# Another Gryffie brag!!



## Castlemaid (Jun 29, 2006)

Gryffie got his BH last week, at just under 16 months of age. He nailed all the excercises and his heeling through the group was awesome!!

So this weekend we had a three day training seminar with Ralph Gilby, multiple times Canadian Schutzhund Championship winner, multi WUSV competitor, 2008 Masters Tournament High-in-Tracking winner. We have had him in for seminars before, and always enjoy his mentorship and encouragement. 

He was pretty impressed with Gryffon!! He loved how balance his drives were, how hard he hit, how full he bit, how serious his defense, how happy his obedience.

After one protection excercise, I asked him if he was looking for something in particular: 

"Yes I am," he said, "I'm looking for a way to take him back with me to Vancouver"! (Ha!! Like that would happen!) 

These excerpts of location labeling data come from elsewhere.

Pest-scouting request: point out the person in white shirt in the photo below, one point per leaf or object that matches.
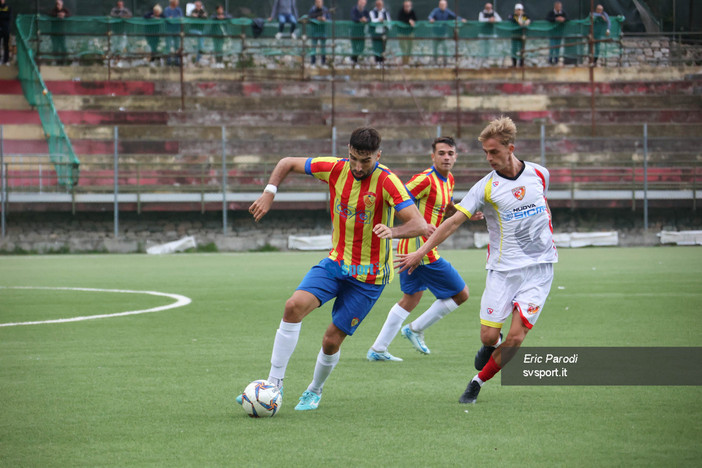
(521, 250)
(380, 24)
(488, 15)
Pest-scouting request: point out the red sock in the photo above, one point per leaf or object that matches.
(489, 371)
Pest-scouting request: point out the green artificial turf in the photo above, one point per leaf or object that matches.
(157, 389)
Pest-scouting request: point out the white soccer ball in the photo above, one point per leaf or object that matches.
(261, 399)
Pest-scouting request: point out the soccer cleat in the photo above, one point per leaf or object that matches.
(417, 339)
(483, 355)
(308, 401)
(471, 393)
(384, 356)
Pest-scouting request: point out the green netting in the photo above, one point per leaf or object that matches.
(60, 150)
(102, 37)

Training this year is going to be so much FUN!!!


----------



## MaggieRoseLee (Aug 17, 2001)

What a great time you must have had! Proud mom!


----------



## onyx'girl (May 18, 2007)

You better keep a close eye on your boy!!
This Summer has started off wonderfully for you, can't wait to hear what the Autumn brings!!


----------



## Zarr (Feb 28, 2010)

Congrats! Great news.


----------



## EchoGSD (Mar 12, 2010)

Sounds like you had an awesome day!! Congratulations!!


----------



## McSos88 (Jun 2, 2010)

That's awesome! Congrats!! =)


----------



## G-burg (Nov 10, 2002)

How cool is that!! It's nice when people take notice.. 

Good boy Gryffie!!


----------



## Castlemaid (Jun 29, 2006)

Thanks everyone! Jane, no more plans for any events or trials this year, but looking forward to posting more Gryffie brags come next summer. 

In the meantime, I just enjoy my cuddlebunny doofus - pretty impressive to see how much inner strength and courage he has at core. And I love it that he goes from mothering the cats at home, to cuddling on the bed, to the training field and opening up what he has inside and showing that he has strength and courage to rival some of the best GSD's on the planet, but still such a puppy in so many ways.


----------



## GSDBESTK9 (Mar 26, 2002)

Congrats on your BH!!!


----------